A Thomas Mann “le dolía Alemania” y su caída abisal en el nazismo porque veía en la esvástica el ocaso de la herencia de Goethe, de Beethoven, de Brahms, de Wagner, de Schiller, de Shopenhauer… Se opuso, pues, a la sinrazón nazi que amenazaba a Europa, erigiéndose en albacea de la cultura alemana. En su exilio -primero en Suiza y luego en Estados Unidos- decía llevar consigo a Alemania en la maleta. De ahí que lanzara al mundo una frase rotunda: donde yo esté, está Alemania. Era su modo (grandielocuente. Mann era narcisista y se sentía el nuevo Goethe) de oponerse en calidad de intelectual al discurso de apropiación de lo alemán que efectuaban Hitler y sus secuaces. La verdad es que la Alemania de la que hacía bandera en el exilio era la entraña misma de Europa como comunidad cultural. El escritor mexicano Carlos Fuentes así “lo vio” y lo escribió en 1950, durante un célebre “encuentro” con Thomas Mann en Zúrich, que nunca tuvo lugar, pero que no por eso deja de esclarecer lo que Mann condensaba: la lengua alemana era algo más que Alemania; era la lengua de Viena y Praga y Zúrich, y a veces hasta de Trieste y Venecia. Pero era Mann quien las reunía todas como lenguaje europeo fundado en la imaginación de Europa, algo más que sus partes.

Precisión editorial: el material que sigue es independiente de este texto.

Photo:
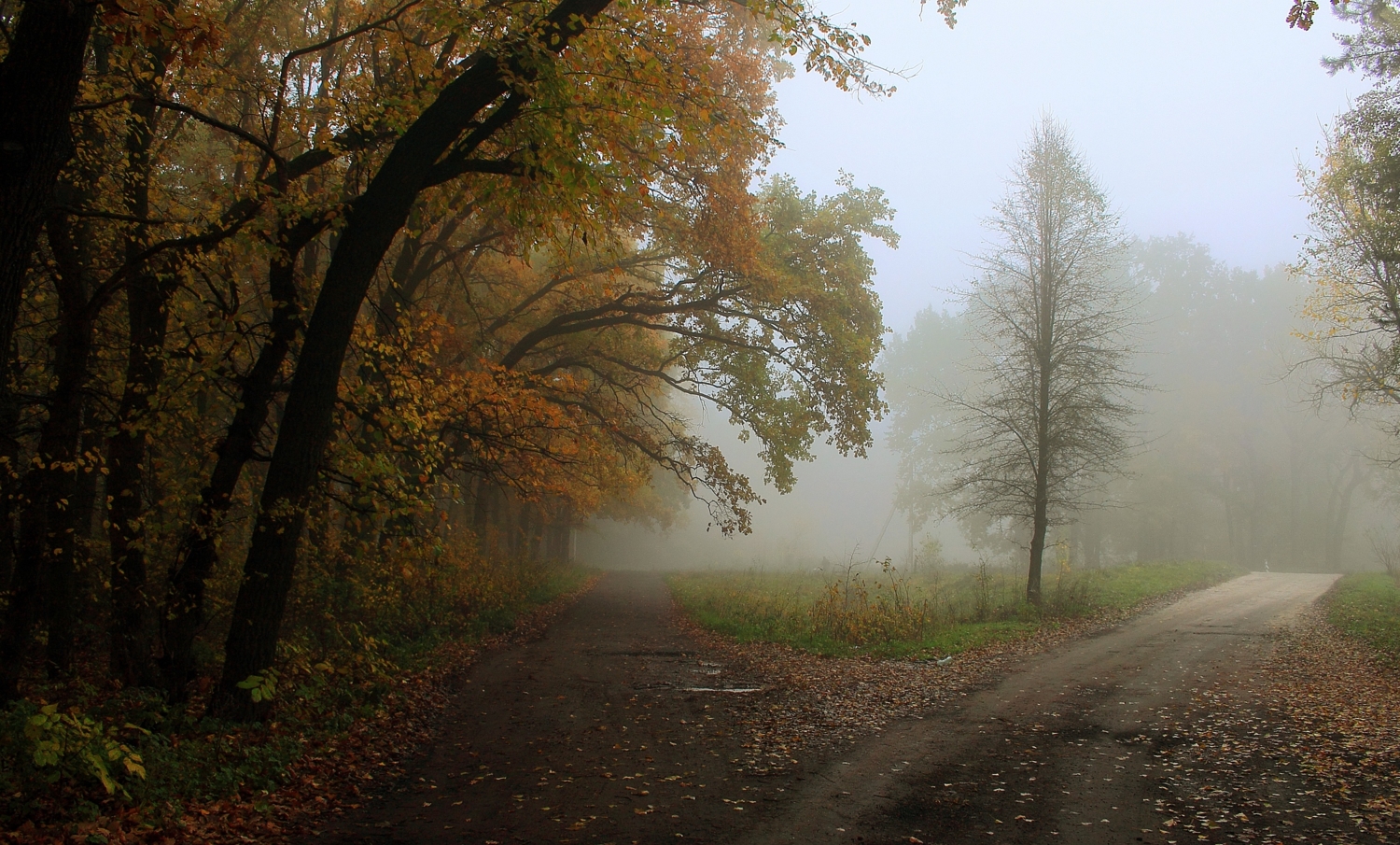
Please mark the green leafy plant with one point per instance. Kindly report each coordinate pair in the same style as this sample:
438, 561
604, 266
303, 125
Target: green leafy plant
260, 687
75, 743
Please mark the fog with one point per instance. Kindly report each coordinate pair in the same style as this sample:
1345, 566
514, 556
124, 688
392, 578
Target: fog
1196, 122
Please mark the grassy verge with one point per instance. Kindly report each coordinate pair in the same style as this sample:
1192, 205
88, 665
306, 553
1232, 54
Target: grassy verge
75, 753
931, 613
1366, 607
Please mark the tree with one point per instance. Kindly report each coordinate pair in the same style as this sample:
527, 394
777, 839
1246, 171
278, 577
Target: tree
1046, 415
1352, 257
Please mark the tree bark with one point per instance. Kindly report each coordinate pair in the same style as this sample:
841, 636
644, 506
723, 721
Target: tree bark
147, 311
184, 612
45, 556
38, 83
372, 224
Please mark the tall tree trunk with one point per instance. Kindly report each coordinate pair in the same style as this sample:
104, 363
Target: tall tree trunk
371, 227
38, 83
184, 612
147, 310
1337, 514
45, 554
1044, 375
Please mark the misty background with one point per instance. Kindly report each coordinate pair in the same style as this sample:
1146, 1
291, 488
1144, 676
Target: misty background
1197, 125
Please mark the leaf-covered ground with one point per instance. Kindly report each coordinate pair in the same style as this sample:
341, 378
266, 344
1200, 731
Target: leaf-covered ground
1307, 750
328, 778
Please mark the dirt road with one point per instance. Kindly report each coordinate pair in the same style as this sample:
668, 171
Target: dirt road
1064, 750
618, 727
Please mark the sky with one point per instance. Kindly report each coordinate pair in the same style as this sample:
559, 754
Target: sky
1195, 118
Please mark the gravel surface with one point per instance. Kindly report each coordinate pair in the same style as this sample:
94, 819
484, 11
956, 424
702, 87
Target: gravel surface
626, 724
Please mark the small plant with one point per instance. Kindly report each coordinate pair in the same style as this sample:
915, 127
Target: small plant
76, 744
260, 687
983, 595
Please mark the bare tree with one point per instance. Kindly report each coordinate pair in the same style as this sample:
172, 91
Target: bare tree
1046, 416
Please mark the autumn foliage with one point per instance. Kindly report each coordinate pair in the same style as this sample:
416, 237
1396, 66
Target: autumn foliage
344, 311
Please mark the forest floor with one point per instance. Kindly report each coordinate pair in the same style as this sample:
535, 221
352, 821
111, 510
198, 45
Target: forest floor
1232, 715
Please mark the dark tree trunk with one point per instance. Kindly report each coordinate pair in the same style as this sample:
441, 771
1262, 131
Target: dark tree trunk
1337, 514
38, 83
45, 556
147, 303
184, 612
371, 227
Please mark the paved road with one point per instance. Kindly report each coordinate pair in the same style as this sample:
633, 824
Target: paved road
1061, 752
616, 727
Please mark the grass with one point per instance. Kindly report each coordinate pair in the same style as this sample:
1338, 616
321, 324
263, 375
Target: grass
188, 758
1366, 607
931, 613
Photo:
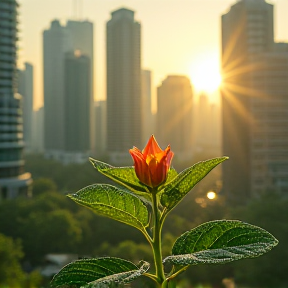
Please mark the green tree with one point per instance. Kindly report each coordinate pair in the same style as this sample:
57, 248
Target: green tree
42, 185
11, 274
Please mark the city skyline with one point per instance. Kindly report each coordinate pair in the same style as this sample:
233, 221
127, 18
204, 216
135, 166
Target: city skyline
188, 55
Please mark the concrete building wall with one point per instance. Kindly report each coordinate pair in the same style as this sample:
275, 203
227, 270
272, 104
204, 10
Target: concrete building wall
124, 127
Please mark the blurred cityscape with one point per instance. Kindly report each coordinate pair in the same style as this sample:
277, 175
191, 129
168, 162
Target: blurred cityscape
249, 124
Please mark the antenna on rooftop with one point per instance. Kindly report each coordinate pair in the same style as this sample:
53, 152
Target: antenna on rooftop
77, 9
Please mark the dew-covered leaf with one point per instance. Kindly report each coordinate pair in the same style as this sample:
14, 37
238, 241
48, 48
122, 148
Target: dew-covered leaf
186, 180
112, 202
98, 273
125, 176
220, 241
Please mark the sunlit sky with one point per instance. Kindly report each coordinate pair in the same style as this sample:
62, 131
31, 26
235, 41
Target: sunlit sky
178, 36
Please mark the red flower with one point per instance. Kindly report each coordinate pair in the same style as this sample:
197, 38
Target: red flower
152, 164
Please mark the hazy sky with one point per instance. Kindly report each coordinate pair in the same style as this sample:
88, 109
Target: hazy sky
178, 36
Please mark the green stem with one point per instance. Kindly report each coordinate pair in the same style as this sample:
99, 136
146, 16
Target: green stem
156, 244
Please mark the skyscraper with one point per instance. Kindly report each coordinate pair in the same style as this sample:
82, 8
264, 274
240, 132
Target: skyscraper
57, 42
148, 127
123, 82
13, 180
77, 107
174, 115
254, 95
25, 88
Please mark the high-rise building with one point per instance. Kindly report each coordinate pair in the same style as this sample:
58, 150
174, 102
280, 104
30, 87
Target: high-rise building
82, 40
100, 133
77, 107
57, 42
38, 133
25, 88
123, 83
13, 180
254, 95
148, 126
174, 115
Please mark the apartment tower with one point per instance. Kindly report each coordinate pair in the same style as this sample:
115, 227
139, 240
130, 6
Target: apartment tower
174, 115
13, 180
123, 83
254, 101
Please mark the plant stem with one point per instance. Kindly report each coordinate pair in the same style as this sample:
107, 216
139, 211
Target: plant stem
156, 244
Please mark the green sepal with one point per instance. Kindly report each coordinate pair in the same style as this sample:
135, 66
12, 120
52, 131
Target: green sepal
110, 201
124, 176
175, 190
220, 241
98, 273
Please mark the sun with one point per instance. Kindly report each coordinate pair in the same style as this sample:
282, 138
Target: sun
205, 73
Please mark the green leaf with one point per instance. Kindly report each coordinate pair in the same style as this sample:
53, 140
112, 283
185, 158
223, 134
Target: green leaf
115, 203
98, 273
220, 242
125, 176
185, 181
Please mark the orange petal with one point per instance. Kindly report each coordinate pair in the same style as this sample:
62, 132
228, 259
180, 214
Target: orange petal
151, 147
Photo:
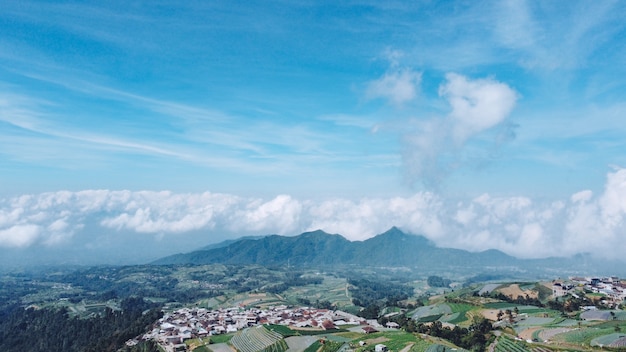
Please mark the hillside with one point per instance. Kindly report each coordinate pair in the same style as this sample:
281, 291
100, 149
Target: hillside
392, 248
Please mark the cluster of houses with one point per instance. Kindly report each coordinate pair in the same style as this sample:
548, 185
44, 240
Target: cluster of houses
611, 287
186, 323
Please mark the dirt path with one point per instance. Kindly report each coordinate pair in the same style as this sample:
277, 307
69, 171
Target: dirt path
407, 348
514, 291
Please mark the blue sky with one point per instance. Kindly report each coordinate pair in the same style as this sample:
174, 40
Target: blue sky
289, 116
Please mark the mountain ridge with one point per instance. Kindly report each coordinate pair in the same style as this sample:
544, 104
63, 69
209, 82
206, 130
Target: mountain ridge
391, 248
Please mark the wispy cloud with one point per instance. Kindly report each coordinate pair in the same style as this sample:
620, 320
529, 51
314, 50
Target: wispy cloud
434, 147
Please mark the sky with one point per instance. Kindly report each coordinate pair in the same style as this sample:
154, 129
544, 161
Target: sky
133, 130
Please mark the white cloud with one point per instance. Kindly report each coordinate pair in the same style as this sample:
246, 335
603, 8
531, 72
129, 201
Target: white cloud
477, 105
517, 225
19, 236
434, 147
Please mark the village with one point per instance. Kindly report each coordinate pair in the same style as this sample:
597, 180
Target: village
186, 323
611, 289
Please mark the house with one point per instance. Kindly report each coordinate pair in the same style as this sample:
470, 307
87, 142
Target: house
392, 325
368, 329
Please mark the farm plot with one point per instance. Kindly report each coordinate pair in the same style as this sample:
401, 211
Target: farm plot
488, 288
580, 336
607, 340
505, 344
424, 313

Desde su exilio americano, Thomas Mann se mostró muy beligerante contra Hitler y desarrolló una importante lucha contra el nazismo articulada en conferencias y discursos radiofónicos. Sin embargo, algunos intelectuales le seguían reprochando su falta de diligencia inicial en la denuncia abierta del régimen de la esvástica (que no tuvo lugar hasta 1936, presionado por su esposa y sus hijos). Acabada la guerra, otros le recriminaban que aquellas muestras de antagonismo solo se hubiesen producido desde la dorada California (sepa que a Mann se le conocía como “el príncipe de los exiliados”). Esas críticas lo volvieron renuente al regreso y decidió instalarse otra vez en la neutral Suiza. Después de todo, él siempre llevaba a Alemania en la maleta.